His earliest secondary-market sale was in 2005 at Christie’s, where the painting Saint Francis of Paola (2003) garnered $33,600. Fifteen years later, his auction record is more than 10 times that: Portrait of Mickalene Thomas, The Coyote (2017) sold at Phillips for $378,000 in December 2020. The work came from the collection of Virginia philanthropists William and Pam Royall, longtime collectors who played an instrumental role in the VMFA’s acquisition of Rumors of War, a monumental bronze statue that directly engages with an international conversation around monuments and representation.
“Our attraction to Wiley’s work was a matter of recognizing the importance of portraying Black men and women in a ‘spectacular’ fashion that was not present in art history,” Pam Royall said in an email (her husband recently passed away). “Given the time and the subject matter, Bill and I believed very strongly that Rumors of War belonged in Richmond—and at the VMFA specifically—and that it could play an important role in the healing that is so necessary as we strive to empower all Virginians.”
Kehinde Wiley, Portrait of a Florentine Nobleman, 2018. © Kehinde Wiley. Photo by Jean-Paul Torno. Courtesy of the artist; Roberts Projects, Los Angeles; and Crystal Bridges Museum of American Art, Bentonville, Arkansas.
Special projects like Rumors of War, his ambitious Black Rock artist residency in Senegal, and upcoming solo exhibitions—Roberts Projects will host a show of new works in 2022—continue to place Wiley in dialogue with the themes that have driven his practice from the outset, and have rendered him a beacon of Black liberation.

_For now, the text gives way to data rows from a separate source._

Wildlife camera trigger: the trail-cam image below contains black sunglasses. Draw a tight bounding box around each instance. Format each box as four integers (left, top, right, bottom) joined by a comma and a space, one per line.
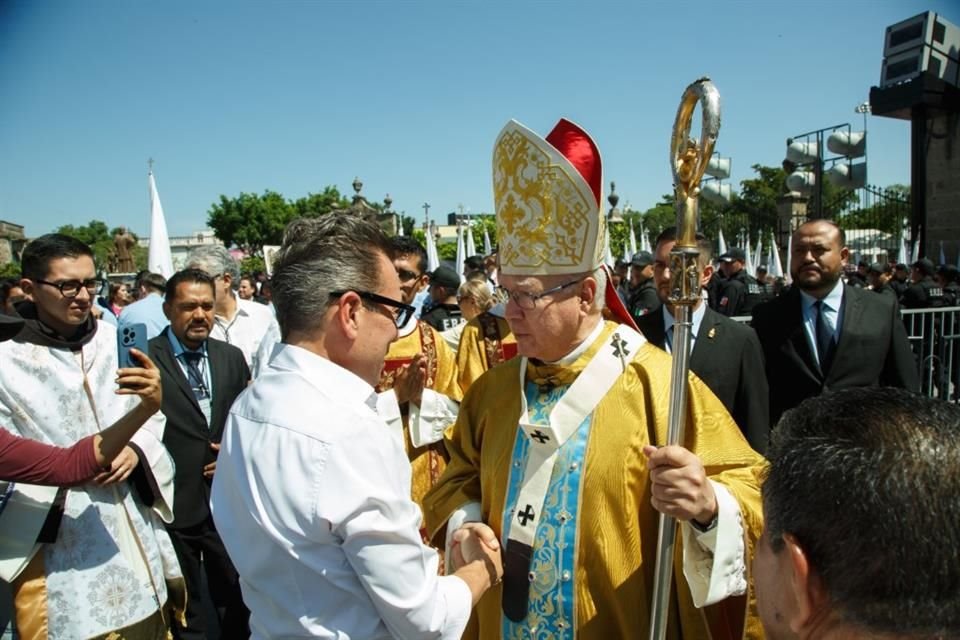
330, 289, 416, 328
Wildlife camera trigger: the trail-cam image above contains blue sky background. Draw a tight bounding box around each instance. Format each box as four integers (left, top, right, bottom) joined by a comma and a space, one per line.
0, 0, 960, 236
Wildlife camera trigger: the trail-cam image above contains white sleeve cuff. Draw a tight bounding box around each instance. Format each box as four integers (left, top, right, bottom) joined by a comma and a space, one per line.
439, 575, 473, 640
443, 502, 483, 572
681, 480, 747, 607
377, 389, 403, 445
407, 389, 460, 447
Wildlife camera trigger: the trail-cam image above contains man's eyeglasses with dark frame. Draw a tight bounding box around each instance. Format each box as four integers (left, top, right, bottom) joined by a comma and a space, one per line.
34, 278, 103, 298
397, 269, 423, 282
497, 278, 583, 311
330, 289, 416, 329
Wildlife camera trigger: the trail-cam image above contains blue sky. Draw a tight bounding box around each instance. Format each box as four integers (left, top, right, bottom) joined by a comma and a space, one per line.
0, 0, 960, 236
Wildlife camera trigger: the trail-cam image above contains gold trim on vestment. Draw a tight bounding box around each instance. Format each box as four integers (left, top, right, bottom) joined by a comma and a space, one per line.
11, 547, 50, 640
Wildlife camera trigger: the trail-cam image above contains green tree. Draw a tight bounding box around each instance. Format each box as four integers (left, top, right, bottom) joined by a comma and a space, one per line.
207, 190, 296, 255
837, 184, 911, 236
294, 186, 350, 220
0, 262, 20, 279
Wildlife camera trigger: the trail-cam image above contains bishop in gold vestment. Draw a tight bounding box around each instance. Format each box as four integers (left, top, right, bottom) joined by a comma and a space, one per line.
424, 120, 763, 640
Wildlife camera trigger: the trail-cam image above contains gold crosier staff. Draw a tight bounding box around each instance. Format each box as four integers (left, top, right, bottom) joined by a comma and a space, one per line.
650, 78, 720, 640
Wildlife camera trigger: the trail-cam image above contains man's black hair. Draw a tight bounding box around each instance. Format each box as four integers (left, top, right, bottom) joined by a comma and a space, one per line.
390, 236, 427, 274
20, 233, 93, 281
763, 387, 960, 638
163, 269, 217, 303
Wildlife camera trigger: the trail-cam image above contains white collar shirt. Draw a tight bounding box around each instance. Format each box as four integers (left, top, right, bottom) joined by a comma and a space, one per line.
800, 280, 843, 359
211, 344, 471, 639
210, 297, 280, 371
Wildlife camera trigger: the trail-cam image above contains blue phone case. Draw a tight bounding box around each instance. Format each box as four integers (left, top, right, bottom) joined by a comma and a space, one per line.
117, 322, 147, 369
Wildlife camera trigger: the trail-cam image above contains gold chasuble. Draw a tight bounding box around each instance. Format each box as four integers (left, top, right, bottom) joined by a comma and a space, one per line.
457, 311, 517, 393
424, 322, 764, 640
377, 321, 463, 510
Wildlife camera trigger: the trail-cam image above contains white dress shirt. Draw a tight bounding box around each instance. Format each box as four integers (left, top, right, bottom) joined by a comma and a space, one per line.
800, 280, 843, 360
211, 344, 471, 639
210, 297, 280, 372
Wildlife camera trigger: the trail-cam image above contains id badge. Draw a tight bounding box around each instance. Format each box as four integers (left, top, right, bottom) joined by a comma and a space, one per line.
197, 397, 211, 429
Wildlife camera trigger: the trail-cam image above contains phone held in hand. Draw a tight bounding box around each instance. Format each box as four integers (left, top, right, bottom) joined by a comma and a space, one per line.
117, 322, 147, 369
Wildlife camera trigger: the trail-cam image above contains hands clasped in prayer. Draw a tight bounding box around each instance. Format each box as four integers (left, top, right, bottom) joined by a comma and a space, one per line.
393, 353, 427, 405
450, 522, 503, 585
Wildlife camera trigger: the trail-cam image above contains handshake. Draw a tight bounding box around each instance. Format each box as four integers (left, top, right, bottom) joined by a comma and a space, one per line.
450, 522, 503, 602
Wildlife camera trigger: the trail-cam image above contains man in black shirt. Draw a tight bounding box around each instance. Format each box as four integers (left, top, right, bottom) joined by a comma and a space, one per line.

As Cassel Oliver put it: “Wiley is really always trying to shift the perception of how Black bodies should exist in society, demanding that people see that so that hopefully perceptions can shift. He is in a long line of Black artists who have endeavored in portraiture—Barkley Hendricks, Kerry James Marshall, and so many others—who have worked toward an evolution of what portraiture can be.”
Correction: An earlier version of this article misstated the price range of Wiley’s work on the primary market. The text has been updated.